Na verdade, quando outros estados, em mui differentes condições de vida, de industria e de producção, tem procurado formar as ligas aduaneiras, tendentes a supprimir, pela egualdade de direitos, as alfandegas fiscaes da fronteira, é irrisorio que se queira ter nas possessões d'Africa um systema de alfandegas de raia e de postos fiscaes, com pessoal organisado e mantido para impedir o trafico, como se tal trafico podesse existir sob taes peias, e como se tal fiscalisação fosse possivel em terras onde tanto abunda o elemento do contrabando, como escasseia o pessoal adequado para montar essa immensa e complicada machina fiscal.
A uniformidade de direitos está tambem consignada no tratado de navegação do Douro, onde se estabeleceu a obrigação reciproca de fazer as obras necessarias á facilidade da navegação, bem como que os direitos de navegação seriam fixados por uma tarifa e regulamento, elaborado por uma commissão mixta, cujas disposições fossem uniformes e perfeitamente eguaes para os subditos de ambas as nações.
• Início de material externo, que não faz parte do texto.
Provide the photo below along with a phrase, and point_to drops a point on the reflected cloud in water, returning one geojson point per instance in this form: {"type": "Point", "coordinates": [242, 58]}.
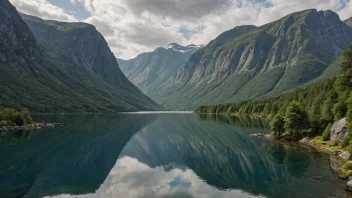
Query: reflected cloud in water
{"type": "Point", "coordinates": [133, 179]}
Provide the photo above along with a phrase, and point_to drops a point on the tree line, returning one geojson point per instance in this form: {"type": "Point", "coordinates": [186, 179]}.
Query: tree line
{"type": "Point", "coordinates": [306, 111]}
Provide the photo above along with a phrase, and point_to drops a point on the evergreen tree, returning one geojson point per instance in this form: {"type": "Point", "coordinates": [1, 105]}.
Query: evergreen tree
{"type": "Point", "coordinates": [296, 118]}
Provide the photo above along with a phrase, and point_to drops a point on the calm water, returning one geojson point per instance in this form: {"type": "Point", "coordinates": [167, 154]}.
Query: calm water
{"type": "Point", "coordinates": [159, 155]}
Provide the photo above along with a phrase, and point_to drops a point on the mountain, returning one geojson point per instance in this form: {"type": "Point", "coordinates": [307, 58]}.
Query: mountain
{"type": "Point", "coordinates": [250, 62]}
{"type": "Point", "coordinates": [71, 69]}
{"type": "Point", "coordinates": [155, 71]}
{"type": "Point", "coordinates": [349, 22]}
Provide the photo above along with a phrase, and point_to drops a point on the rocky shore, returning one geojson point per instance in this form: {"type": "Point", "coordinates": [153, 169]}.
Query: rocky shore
{"type": "Point", "coordinates": [29, 127]}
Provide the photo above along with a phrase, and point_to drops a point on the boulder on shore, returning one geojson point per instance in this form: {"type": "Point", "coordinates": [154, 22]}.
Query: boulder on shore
{"type": "Point", "coordinates": [339, 130]}
{"type": "Point", "coordinates": [305, 140]}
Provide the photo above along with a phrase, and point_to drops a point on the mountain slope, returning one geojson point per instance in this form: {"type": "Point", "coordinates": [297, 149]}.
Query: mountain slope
{"type": "Point", "coordinates": [349, 22]}
{"type": "Point", "coordinates": [155, 71]}
{"type": "Point", "coordinates": [75, 71]}
{"type": "Point", "coordinates": [250, 62]}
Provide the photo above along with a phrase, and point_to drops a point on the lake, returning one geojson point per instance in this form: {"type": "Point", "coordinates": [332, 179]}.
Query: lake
{"type": "Point", "coordinates": [159, 155]}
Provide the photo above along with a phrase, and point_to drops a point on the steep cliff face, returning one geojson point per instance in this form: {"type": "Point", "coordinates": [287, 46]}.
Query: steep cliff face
{"type": "Point", "coordinates": [254, 62]}
{"type": "Point", "coordinates": [73, 70]}
{"type": "Point", "coordinates": [17, 44]}
{"type": "Point", "coordinates": [349, 22]}
{"type": "Point", "coordinates": [155, 71]}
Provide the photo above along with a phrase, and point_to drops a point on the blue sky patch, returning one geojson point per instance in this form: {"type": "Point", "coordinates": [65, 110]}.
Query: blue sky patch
{"type": "Point", "coordinates": [188, 33]}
Com relação á conservação da pauta actual, sem augmento senão excepcional e temporario, para o fim de occorrer ás despezas do caminho de ferro e obras do porto de Lourenço Marques, póde dar-se como resposta aos impugnadores o seguinte:
Em 1877 foi promulgada a pauta da alfandega da provincia de Moçambique, reduzindo enormemente os direitos de importação, e fixando-os em grande parte ad valorem, pauta formulada de accordo com principios que não são da escola prohibitiva. Soaram vozes alarmantes, profetizando o desfalque dos rendimentos da provincia, pelo supposto motivo de que minguaria o rendimento aduaneiro. Os factos porém vieram dar o desmentido, que deveria convencer os espiritos menos seguros na influencia de reformas d'esta ordem.
As alfandegas da provincia, cujo rendimento anterior á reforma não ia alem de 80 contos, em 1877-78 que foi o primeiro anno em que vigorou a nova pauta, renderam mais de 96 contos. E em 1878-79, subiu o rendimento a mais de 111 contos, isto é quasi 40 por cento de augmento!
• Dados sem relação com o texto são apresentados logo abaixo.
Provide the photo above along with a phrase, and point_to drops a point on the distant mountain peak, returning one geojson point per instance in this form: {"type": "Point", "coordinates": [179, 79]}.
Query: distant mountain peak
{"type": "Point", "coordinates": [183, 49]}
Se para os terroristas, a quem o Tratado amedronta, valessem citações de exemplos, e a auctoridade dos economistas e publicistas, poderia ser-lhes apresentado o que se lê n'uma obra do sr. Vicente Ferrer Netto de Paiva, intitulada Elementos do Direito das Gentes, e publicada em Coimbra desde 1843. É provavel que a doutrina liberal sustentada n'aquella data, tenha maior cabimento hoje.
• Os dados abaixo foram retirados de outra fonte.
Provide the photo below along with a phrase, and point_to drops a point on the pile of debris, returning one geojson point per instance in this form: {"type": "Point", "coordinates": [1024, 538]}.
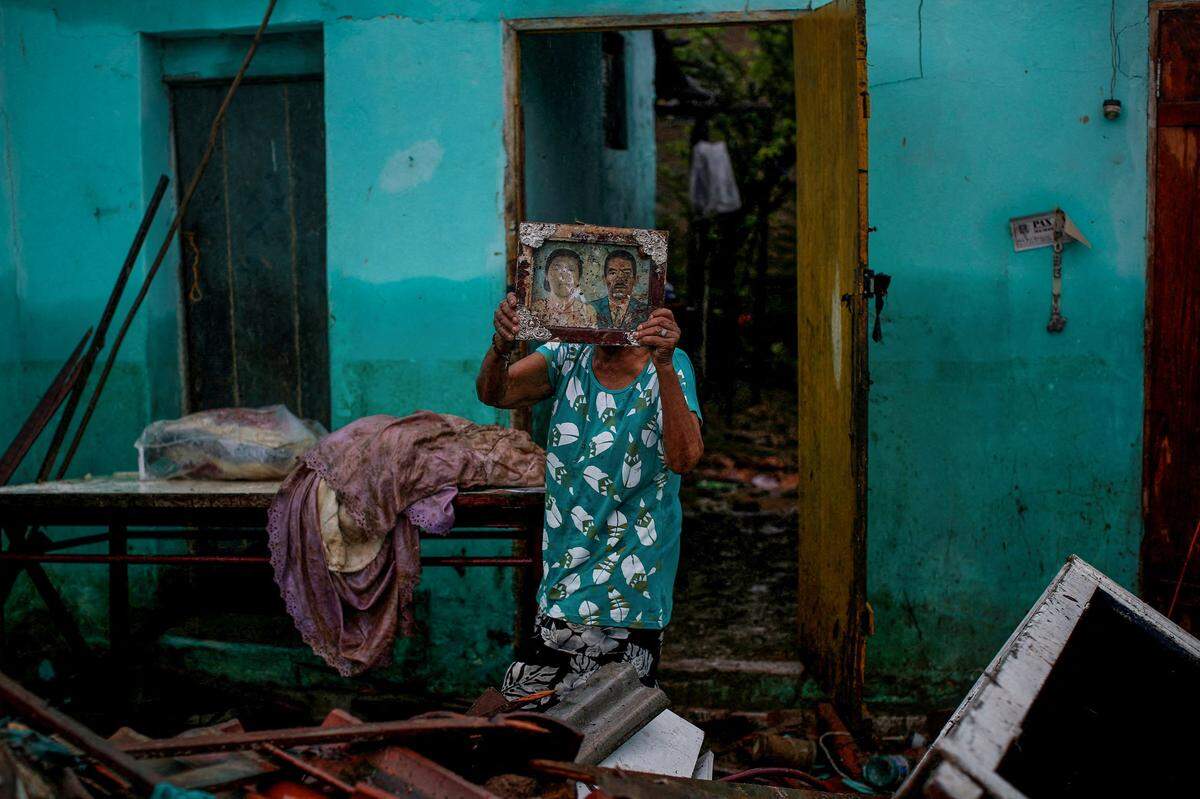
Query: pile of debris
{"type": "Point", "coordinates": [609, 737]}
{"type": "Point", "coordinates": [1036, 725]}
Com relação aos tratados de commercio, diz-se n'aquella publicação: «§ 107. Ha muito tempo que a Economia politica tem demonstrado com raciocinios os mais proprios a convencer os espiritos, que a melhor politica que os governos deviam seguir nas relações commerciaes entre nações, era renunciar ás prohibições e adoptar a maxima deixar obrar, á qual se deve acrescentar est'outra dae saída aos productos da industria, protegendo por estações navaes o commercio em paragens distantes. E § 27. Se todas as nações adoptassem os verdadeiros principios de economia politica nada de prohibições, liberdade plena de commercio, seria consequencia necessaria a liberdade de transito de mercadorias estrangeiras. Porém vigorando infelizmente o systema contrario, forçoso é ás nações restringir muitas vezes esta liberdade de transito em favor da industria nacional.»
Venha á authoria outro artigo do tratado. É o artigo 10.º authorisa os governos a estabelecer um «accordo sobre a importação e commercio de armas e munições de guerra nos dominios respectivos.»
Este artigo é um mero regulamento que se pode dizer policial e preventivo, com applicação ás condições especiaes das localidades, e das populações visinhas e indigenas. O seu fim é conter dentro dos limites que a prudencia aconselha, e a segurança commum reclama, uma especie de commercio, que sem taes restricções poderia tornar-se perigoso, e ser conducente a favorecer rebelliões, quando se manifestassem. Desde que é tão razoavel, prudente e bilateral em seus effeitos e garantias, não póde soffrer impugnação; e quando esta lhe fosse feita, nem mereceria ser discutida.